Это оружие можно было мгновенно спрятать в
рукав куртки, в ботинок и даже в рот — попробуй найди!
В умелых руках это было грозное оружие, и
бумажные пули разили точно и «насмерть». Самым метким стрелком в классе был
Женька Пшенный. Он при мне на спор стрелял по мухам, выбил из трех возможных
два очка — пули расплющили на классной стене одну за другой двух мух — и
выиграл два метра резинки.
Я в этом деле и в подметки ему не годился
— из пяти возможных выбивал только одно очко. А другие и того меньше. Меткость
Женьки была общепризнана, и мы даже называли его Снайпером.
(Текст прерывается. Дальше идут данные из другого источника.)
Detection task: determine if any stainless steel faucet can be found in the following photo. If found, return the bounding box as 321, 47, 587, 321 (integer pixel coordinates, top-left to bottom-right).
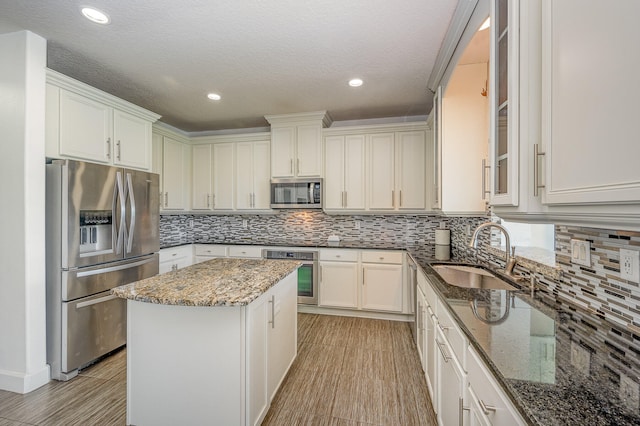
469, 222, 516, 277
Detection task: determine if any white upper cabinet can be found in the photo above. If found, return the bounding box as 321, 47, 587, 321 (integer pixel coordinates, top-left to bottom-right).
265, 111, 329, 178
45, 70, 160, 170
324, 135, 365, 210
191, 144, 213, 210
56, 85, 113, 163
324, 123, 433, 213
235, 141, 270, 210
113, 109, 151, 170
368, 133, 396, 210
542, 0, 640, 206
489, 0, 640, 229
211, 142, 235, 210
396, 130, 427, 210
160, 136, 191, 210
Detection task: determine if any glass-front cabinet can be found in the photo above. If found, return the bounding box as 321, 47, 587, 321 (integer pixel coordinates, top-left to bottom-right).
489, 0, 519, 206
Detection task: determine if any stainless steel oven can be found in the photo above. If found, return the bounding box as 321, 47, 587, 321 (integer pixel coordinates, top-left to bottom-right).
262, 249, 318, 305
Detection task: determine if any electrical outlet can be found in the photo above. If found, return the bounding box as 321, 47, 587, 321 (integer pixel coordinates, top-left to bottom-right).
571, 240, 591, 266
571, 342, 591, 376
620, 249, 640, 283
620, 373, 640, 412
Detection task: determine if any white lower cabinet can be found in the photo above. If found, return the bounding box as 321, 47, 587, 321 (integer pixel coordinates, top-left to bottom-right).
318, 262, 358, 309
362, 251, 404, 312
158, 244, 193, 274
318, 249, 359, 309
467, 347, 526, 426
228, 246, 262, 259
435, 328, 466, 426
193, 244, 227, 263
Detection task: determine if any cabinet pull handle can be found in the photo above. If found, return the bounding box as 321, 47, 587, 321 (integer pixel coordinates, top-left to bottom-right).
269, 295, 276, 328
482, 158, 491, 200
478, 399, 497, 415
533, 144, 546, 197
436, 339, 451, 362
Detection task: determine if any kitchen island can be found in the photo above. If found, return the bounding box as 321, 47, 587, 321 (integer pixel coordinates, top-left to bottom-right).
113, 259, 300, 426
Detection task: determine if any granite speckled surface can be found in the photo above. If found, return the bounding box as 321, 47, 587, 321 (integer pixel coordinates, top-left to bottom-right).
112, 258, 302, 306
418, 259, 640, 425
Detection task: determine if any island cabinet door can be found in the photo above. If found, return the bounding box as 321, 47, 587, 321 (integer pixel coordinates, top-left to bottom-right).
246, 292, 271, 425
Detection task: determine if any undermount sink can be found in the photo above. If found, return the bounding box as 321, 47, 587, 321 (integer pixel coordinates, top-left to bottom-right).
431, 265, 518, 291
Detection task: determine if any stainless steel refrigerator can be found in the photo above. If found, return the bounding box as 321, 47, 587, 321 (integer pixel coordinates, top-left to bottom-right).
46, 160, 160, 380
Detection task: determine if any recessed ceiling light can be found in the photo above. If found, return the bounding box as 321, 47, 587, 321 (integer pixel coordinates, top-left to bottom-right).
478, 17, 491, 31
82, 7, 110, 25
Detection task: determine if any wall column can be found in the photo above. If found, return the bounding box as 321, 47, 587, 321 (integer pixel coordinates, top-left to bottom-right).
0, 31, 50, 393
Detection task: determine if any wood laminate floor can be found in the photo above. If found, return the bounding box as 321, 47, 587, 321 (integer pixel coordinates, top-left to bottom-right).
0, 314, 436, 426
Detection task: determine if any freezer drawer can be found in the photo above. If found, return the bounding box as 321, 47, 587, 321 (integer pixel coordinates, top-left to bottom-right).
61, 291, 127, 373
61, 254, 158, 301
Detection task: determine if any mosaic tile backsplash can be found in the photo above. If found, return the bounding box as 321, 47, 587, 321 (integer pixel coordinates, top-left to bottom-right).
160, 210, 486, 258
160, 210, 640, 328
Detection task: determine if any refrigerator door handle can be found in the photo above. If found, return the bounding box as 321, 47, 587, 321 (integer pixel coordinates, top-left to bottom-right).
112, 172, 124, 254
76, 294, 118, 309
127, 173, 136, 253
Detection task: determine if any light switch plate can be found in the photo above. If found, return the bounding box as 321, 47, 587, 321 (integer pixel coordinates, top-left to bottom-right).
620, 249, 640, 283
571, 240, 591, 266
620, 373, 640, 412
571, 341, 591, 376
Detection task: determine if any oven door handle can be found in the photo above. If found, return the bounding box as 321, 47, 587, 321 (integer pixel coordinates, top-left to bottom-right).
76, 294, 118, 309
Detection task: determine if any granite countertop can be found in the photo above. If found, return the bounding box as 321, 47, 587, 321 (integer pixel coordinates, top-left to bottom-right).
111, 258, 302, 306
418, 261, 640, 425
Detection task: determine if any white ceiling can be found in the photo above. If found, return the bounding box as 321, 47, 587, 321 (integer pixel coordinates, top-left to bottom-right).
0, 0, 457, 132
— Эй, Снайпер, дай списать русский!
Или:
— Что сегодня идет в «Спартаке»,
Снайпер?
Это прозвище он любил больше своего имени,
охотно откликался и признательно смотрел на окликавшего. Он один владел
секретом производства особых пуль: так плотно крутил их и перегибал, что они не
раскручивались в полете, были тугими и точными. Попадет на уроке в шею —
взвоешь, какой бы выдержкой ни обладал.
Он нее, Пшенный, возродил в нашем классе
забытую традицию дуэлей. За какую-нибудь обиду или проступок любой мальчишка
мог вызвать другого на дуэль. Женька даже дуэльный кодекс разработал: выбранные
секунданты отмеряли шаги, мелом чертились на полу линии, с которых стреляли, на
глаза надевались специальные очки-консервы (в них ездят мотоциклисты). Двое
таких очков где-то раздобыл Женька и выдавал дуэлянтам, не желавшим перед
поединком мириться. Даже при Пушкине и Лермонтове не были, наверное, дуэли
такими беспощадными, как в нашем 4«Б»!
Обычно на арифметике — ох и скучные были
уроки! — мы заготовляли пули: крутили их на коленях.
Хуже всех в классе стрелял Петя Мурашов —
маленький, тощенький, с сыпью розовых прыщиков на лбу и серьезными глазами.
Ему-то и десятка пуль не хватало, чтоб укокошить на стене одну-единственную
муху!
Да и в общеклассных стрелковых
соревнованиях он выходил на последнее место. Пули он крутил самые бездарные:
они разворачивались, были мягкими, кривыми и летели куда попало, только не в
цель.
Все это было понятно: когда ж ему
тренироваться в стрельбе, если все свободное время он был занят Веркой,
препротивнейшей девчонкой из нашего класса. Она корчила из себя большую умницу
и, наверное, воображала, что она первая красавица в классе. Ходила Верка в
черном платье с белым воротничком, была аккуратно причесана и до отвращения
старательно слушала всех без разбору учителей, даже учителя пения.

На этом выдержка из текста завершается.